Some things to note about this "Hello World" example:
- While the example is pretty basic, you can get a really good sense for what is going on, how things work, how to generate your own simple instance documents, and how easy creating basic XBRL really is.
- You will realize that you don't NEED any fancy tools to get started. But BEWARE!!! There is no XBRL validation being done by the example. However, if you grab a validator and validate it, you will see that this is valid XBRL. It is not that I am recommending creating XBRL without a validator. This is not a production system, it is only a simple demo.
- If you look at the example you will note there are no linkbases. Ah, those mean and nasty linkbases! Well, you will also see that you don't have much metadata. No labels, no calculations being expressed, no formulas, no references, no nothing but concepts. Looks a lot like normal XML. Well, it is. The point is that all those mean and nasty linkbases is where all the helpful metadata is. You are going to want those to get all that great metadata they provide.
- If you are proficient with Excel, you can probably read the VBA which makes this go. The example does not even use an XML parser to generate the XBRL, it basically just writes a text file. The VBA which extractes data from the instance and populates it does use an XML parser.
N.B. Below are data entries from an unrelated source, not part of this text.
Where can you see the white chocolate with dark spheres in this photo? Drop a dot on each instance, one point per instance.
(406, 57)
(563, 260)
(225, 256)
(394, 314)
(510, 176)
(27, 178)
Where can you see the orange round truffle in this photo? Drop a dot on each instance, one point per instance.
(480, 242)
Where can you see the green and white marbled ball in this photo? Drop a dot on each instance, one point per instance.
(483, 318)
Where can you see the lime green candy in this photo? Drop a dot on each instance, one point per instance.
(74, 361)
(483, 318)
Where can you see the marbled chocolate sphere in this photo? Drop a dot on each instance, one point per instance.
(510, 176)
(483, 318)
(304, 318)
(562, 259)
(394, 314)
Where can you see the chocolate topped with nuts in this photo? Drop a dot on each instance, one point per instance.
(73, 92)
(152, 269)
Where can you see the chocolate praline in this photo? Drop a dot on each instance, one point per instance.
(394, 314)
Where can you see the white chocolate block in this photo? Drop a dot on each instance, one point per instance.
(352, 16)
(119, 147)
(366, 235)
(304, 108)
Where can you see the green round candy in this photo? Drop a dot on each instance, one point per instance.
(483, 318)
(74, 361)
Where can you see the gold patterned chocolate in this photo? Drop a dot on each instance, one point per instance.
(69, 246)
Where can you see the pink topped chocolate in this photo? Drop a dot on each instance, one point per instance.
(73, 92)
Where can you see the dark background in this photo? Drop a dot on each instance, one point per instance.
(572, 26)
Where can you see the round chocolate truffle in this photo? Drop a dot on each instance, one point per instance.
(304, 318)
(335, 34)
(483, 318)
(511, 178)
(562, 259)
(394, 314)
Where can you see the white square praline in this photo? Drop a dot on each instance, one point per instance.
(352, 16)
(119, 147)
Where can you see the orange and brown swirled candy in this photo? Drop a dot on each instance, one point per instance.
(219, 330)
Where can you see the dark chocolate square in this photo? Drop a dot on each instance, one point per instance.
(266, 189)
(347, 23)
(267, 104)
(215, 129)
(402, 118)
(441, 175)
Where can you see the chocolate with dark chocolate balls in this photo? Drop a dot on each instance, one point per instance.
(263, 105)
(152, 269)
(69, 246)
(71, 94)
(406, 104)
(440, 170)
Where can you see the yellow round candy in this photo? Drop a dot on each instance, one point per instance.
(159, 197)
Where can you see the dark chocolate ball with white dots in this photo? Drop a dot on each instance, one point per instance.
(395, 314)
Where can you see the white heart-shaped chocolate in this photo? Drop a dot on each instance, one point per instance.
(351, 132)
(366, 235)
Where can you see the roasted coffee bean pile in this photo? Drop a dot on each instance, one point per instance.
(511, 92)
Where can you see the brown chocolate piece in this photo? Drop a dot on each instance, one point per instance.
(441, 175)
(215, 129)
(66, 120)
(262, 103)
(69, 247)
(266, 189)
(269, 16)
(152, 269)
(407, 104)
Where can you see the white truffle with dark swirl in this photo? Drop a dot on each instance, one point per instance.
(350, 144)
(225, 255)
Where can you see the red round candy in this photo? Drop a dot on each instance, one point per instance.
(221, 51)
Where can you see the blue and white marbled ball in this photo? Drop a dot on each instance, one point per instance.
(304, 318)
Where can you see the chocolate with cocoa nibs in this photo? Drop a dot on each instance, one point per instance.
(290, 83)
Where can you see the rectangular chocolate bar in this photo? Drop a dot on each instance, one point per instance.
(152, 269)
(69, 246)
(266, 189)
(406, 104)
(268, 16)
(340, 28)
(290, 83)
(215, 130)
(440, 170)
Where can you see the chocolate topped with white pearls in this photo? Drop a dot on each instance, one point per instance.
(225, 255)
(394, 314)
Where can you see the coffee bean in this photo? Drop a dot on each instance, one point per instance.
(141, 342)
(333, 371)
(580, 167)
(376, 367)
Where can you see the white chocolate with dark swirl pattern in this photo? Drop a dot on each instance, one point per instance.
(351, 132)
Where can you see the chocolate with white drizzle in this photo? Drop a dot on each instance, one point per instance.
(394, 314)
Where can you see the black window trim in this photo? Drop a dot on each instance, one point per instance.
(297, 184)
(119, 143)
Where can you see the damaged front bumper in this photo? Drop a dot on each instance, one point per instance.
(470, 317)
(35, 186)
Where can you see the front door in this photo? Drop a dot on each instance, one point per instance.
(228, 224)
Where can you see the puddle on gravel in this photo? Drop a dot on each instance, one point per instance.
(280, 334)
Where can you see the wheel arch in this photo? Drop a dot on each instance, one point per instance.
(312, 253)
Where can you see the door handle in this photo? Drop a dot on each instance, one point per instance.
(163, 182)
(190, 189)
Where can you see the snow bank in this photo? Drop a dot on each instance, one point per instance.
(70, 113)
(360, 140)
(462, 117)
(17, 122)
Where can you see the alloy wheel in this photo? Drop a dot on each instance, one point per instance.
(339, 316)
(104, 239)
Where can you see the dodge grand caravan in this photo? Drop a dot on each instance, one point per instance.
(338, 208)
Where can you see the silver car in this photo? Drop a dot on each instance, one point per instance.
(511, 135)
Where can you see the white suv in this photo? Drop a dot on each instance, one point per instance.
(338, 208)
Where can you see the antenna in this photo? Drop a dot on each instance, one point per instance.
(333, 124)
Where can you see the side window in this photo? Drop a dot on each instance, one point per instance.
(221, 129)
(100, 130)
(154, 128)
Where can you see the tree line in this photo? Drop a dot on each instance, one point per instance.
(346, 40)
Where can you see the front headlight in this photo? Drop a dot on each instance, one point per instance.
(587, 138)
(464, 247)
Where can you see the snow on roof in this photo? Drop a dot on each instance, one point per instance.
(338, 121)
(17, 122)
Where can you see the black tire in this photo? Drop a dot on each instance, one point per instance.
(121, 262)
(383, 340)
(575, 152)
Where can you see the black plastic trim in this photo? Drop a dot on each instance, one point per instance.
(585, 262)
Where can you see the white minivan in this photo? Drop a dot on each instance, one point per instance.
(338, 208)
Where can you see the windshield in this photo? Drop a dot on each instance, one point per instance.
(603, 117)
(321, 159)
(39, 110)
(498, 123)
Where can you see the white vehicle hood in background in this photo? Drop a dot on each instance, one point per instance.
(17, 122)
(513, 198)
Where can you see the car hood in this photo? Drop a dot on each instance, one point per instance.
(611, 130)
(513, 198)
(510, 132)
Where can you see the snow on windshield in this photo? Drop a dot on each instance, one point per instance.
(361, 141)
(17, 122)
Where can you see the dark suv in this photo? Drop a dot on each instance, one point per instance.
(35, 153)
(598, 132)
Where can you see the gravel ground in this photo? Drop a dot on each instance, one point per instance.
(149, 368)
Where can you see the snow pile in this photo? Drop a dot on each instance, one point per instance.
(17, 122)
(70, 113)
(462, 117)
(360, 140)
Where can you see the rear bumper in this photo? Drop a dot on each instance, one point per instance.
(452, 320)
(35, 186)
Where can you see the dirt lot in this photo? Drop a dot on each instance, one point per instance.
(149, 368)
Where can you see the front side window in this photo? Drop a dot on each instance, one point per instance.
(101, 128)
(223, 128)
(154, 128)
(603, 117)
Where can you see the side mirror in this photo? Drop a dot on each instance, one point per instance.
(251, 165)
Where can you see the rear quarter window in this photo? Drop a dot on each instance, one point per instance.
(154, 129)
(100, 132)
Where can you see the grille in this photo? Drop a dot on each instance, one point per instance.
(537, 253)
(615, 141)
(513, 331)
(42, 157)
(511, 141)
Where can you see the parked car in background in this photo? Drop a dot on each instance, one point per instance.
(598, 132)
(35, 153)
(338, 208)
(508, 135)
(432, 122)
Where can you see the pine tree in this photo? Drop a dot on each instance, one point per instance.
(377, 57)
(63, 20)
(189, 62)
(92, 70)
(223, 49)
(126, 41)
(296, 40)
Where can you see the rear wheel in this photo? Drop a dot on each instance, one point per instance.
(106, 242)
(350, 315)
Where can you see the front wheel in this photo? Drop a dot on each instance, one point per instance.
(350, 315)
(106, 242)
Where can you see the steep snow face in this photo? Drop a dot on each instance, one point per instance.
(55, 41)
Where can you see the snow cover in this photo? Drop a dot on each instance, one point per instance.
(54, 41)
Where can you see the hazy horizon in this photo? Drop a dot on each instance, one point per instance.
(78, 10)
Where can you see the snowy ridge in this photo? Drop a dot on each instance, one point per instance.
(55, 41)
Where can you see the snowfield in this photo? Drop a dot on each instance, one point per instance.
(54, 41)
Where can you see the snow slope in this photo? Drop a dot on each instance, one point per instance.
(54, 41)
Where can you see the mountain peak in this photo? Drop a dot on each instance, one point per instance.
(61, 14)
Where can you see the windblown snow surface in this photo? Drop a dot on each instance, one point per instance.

- See how the mapping workbook is used to both generate the XBRL and also to populate the spreadsheet from the XBRL file. Two way process using the same mapping.
Sure, this is not perfect, it is not robust, and it certainly is not some big scalable application for using XBRL. But, it is useful in helping you see the basics, reverse engineering how to work with XBRL and for some general experimentation.